Preacher's Fire
Page 15
“All in good time,” Dugan said as he pointed to an empty chair. “We’re waitin’ on some other fellas. Sit down and have a drink with us, Donnelly.”
Preacher sat and took the bottle when one of the other men handed it to him. The rotgut inside it was vile stuff, Preacher thought, and he knew that his tastes weren’t exactly what anybody would call refined. He downed a healthy swig of it anyway and then wiped the back of his other hand across his mouth as he passed the bottle along.
Over the next half hour, three more men showed up. Dugan introduced them as Marshall, Statler, and Hellman. Once they were there, Dugan said, “All right, I reckon we can go.”
Preacher was a little puzzled. Eight men, counting him, weren’t enough to take over a riverboat. They ought to have at least twice that many for such an attack. He couldn’t very well say anything, though, since he still wasn’t supposed to know what the plan was.
“Where’s your horse?” Dugan asked as they emerged from the tavern.
“Up yonder,” Preacher replied with a nod toward the hitch rail where Horse was tied.
“What did you leave him ’way up there for?” Dugan wanted to know.
Preacher grinned. “You think I’d leave my horse in front of a place full of cutthroats and thieves like this?”
Dugan frowned at him for a second, then suddenly grinned and laughed. “Yeah, you might have a point there,” he said. “I reckon we’re lucky our horses are still here.”
“I believe in bein’ careful,” Preacher said.
He walked up to where he had left Horse, untied the reins, and swung up into the saddle. It took only a moment to rejoin the other men. They rode south along the riverfront and eventually left the settlement behind them.
It was peaceful out here, Preacher thought, with the river flowing majestically to their left. They passed several jetties, on one of which a couple of boys were fishing with cane poles. Preacher wouldn’t have minded joining them for a while if he hadn’t had a job to do. A job that would probably turn into a killing chore before the afternoon was over, he reminded himself.
They had covered several miles, and St. Louis was well out of sight behind them when Preacher spotted several riders coming toward them.

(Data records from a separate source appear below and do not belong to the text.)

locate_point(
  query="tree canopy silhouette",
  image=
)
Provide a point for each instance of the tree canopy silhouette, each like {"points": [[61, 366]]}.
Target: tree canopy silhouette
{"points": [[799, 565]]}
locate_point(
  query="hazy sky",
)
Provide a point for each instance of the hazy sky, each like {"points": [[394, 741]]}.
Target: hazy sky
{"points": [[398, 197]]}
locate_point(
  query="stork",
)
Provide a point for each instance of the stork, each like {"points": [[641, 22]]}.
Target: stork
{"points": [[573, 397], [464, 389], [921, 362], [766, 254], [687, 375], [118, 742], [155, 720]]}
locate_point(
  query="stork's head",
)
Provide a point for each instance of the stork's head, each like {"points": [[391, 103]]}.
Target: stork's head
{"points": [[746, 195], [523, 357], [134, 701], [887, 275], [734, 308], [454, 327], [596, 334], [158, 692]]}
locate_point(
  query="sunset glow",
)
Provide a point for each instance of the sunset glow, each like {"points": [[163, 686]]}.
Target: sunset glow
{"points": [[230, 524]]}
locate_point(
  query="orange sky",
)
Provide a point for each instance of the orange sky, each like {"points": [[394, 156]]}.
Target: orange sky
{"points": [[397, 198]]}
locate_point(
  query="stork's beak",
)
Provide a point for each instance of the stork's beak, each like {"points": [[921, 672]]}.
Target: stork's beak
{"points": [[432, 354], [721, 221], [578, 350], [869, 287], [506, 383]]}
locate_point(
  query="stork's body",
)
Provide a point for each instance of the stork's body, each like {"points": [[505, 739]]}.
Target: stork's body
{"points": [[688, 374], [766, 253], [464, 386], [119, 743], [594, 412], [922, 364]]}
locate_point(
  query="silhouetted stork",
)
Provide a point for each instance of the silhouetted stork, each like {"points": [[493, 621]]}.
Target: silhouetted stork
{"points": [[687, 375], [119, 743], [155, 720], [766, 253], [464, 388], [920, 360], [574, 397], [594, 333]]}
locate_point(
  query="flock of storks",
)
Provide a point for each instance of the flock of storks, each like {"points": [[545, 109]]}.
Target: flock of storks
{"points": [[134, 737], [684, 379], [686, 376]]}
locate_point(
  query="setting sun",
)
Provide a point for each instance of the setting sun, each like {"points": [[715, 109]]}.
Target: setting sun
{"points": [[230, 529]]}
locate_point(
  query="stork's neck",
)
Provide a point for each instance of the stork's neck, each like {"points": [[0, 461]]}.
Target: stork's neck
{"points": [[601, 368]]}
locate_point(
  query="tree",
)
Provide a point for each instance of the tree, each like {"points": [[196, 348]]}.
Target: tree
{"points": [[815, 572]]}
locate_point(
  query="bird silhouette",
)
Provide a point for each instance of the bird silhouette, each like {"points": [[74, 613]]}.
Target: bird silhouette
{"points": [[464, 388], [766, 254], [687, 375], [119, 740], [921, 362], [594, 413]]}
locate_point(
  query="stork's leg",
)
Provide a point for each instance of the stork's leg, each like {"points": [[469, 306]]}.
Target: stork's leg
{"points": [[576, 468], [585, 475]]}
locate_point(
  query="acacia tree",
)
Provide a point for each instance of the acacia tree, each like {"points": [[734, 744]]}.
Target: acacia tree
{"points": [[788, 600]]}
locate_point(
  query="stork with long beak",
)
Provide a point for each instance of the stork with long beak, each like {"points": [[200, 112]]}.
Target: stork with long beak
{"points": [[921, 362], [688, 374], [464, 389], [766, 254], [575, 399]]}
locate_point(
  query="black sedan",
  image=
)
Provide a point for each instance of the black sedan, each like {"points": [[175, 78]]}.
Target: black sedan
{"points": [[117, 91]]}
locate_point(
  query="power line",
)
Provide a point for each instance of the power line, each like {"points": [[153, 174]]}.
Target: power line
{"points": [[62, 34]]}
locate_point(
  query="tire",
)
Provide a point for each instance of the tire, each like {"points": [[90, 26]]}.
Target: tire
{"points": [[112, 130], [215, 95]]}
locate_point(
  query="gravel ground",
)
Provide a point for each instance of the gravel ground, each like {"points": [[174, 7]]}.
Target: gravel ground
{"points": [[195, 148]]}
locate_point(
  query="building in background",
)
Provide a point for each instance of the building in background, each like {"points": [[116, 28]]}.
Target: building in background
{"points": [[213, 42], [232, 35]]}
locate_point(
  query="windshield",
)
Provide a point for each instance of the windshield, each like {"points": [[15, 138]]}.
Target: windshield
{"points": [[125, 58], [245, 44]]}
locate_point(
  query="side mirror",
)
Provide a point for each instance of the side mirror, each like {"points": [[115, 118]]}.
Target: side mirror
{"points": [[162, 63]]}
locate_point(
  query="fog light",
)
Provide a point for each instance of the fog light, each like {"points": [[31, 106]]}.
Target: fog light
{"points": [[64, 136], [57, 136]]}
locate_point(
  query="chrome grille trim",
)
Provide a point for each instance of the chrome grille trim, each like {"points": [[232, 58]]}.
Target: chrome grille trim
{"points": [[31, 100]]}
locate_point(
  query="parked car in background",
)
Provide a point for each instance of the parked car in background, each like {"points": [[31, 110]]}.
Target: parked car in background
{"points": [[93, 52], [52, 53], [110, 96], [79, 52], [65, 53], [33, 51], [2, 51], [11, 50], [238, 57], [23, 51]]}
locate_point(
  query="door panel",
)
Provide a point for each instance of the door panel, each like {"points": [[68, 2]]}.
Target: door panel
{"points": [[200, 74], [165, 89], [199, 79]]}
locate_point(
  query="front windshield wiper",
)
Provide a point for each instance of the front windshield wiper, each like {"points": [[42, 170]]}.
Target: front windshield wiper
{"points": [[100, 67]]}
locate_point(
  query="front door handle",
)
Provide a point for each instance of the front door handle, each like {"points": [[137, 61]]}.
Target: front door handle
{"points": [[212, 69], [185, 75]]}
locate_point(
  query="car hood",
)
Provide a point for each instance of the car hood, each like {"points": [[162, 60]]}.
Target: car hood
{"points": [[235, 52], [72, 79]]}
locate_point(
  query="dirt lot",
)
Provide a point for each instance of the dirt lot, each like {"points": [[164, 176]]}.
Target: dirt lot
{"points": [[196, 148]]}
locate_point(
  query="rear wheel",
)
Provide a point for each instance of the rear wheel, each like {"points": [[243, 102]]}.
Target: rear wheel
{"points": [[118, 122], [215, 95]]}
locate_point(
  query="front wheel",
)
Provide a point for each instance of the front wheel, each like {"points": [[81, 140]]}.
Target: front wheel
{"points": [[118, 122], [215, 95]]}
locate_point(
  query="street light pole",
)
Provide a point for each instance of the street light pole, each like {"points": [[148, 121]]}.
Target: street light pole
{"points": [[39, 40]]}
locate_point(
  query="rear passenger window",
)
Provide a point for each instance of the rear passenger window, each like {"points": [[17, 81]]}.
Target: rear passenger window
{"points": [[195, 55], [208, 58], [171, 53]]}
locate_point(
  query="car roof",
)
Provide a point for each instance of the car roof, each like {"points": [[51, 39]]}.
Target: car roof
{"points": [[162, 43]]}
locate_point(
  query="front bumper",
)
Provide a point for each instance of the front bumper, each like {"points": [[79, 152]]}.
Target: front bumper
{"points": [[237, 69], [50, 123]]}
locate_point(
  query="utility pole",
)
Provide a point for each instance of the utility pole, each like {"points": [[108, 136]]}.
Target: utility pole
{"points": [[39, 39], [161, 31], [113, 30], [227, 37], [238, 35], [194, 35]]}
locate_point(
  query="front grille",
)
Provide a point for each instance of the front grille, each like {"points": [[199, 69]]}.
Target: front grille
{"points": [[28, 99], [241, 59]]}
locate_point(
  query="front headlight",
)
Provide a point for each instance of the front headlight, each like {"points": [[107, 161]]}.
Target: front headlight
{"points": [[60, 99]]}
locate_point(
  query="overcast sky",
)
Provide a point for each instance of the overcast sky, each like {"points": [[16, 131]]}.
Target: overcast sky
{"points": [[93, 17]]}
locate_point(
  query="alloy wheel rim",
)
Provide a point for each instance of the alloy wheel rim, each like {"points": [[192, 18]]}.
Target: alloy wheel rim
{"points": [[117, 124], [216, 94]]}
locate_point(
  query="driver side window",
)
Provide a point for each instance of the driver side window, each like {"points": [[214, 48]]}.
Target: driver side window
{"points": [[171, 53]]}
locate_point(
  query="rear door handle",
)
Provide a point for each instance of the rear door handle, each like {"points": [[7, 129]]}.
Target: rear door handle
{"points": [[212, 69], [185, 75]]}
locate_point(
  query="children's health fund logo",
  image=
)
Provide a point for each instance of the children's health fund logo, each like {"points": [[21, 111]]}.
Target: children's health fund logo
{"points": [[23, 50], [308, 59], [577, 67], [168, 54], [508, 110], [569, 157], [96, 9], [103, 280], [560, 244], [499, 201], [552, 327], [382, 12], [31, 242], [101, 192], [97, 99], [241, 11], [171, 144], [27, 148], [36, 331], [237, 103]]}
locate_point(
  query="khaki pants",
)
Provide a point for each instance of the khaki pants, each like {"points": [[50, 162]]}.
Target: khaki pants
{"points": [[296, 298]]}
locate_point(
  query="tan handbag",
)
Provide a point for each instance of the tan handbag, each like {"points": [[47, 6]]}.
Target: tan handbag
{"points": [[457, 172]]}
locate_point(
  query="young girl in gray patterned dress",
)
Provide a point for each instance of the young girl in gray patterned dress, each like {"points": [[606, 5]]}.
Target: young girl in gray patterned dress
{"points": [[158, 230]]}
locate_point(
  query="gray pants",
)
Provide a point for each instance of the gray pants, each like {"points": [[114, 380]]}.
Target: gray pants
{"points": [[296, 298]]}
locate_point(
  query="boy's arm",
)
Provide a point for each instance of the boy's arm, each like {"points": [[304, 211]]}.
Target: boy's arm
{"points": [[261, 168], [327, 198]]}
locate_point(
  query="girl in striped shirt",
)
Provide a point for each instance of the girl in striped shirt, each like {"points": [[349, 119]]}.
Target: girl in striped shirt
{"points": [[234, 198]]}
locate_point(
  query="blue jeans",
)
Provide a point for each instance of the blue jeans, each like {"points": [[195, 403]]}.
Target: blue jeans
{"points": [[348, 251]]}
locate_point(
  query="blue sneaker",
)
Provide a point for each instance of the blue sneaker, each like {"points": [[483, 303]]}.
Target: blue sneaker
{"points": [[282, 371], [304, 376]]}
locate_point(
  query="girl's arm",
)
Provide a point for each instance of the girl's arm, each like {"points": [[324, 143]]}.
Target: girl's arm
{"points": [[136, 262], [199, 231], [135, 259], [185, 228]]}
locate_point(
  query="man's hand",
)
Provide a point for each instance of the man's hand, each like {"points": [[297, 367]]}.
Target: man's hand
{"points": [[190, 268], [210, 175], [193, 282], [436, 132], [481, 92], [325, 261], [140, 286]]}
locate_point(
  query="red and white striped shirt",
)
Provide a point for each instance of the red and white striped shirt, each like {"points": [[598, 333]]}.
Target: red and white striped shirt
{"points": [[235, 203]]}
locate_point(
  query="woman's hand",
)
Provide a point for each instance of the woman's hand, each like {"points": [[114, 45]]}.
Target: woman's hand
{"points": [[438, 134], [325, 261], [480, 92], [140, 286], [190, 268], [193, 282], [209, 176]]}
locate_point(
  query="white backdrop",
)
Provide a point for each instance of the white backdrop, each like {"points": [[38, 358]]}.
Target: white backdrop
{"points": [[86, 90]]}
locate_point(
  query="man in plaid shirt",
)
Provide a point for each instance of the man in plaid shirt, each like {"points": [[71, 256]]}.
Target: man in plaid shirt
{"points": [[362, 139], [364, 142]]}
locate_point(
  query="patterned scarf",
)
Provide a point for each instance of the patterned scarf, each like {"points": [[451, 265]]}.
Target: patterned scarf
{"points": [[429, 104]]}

“That’ll be the rest of the boys,” Dugan said with a note of satisfaction in his voice. “The boss didn’t want us to all get together in town. Thought we might draw too much attention if we did. The boss is mighty smart that way.”
Preacher couldn’t argue that Shad Beaumont was smart. It was too bad the man didn’t have even an ounce of scruples to go with his intelligence.
There were seven men in the second group. Dugan didn’t bother telling Preacher their names. He just greeted them and then asked, “You got the boats?”
“Yeah, just like you said,” one of the men replied. “Four canoes. We’ll hit the boat right at the bend, where the channel brings it close to the shore.” The man grinned. “Come paddlin’ out there like a war party o’ damn redskins.”
Preacher looked around at the men. They had the look and stink of towns and cities about them. They might be tough, but they weren’t frontiersmen. He doubted if any of them had ever even seen an Indian who wasn’t tame. They didn’t know anything about war parties.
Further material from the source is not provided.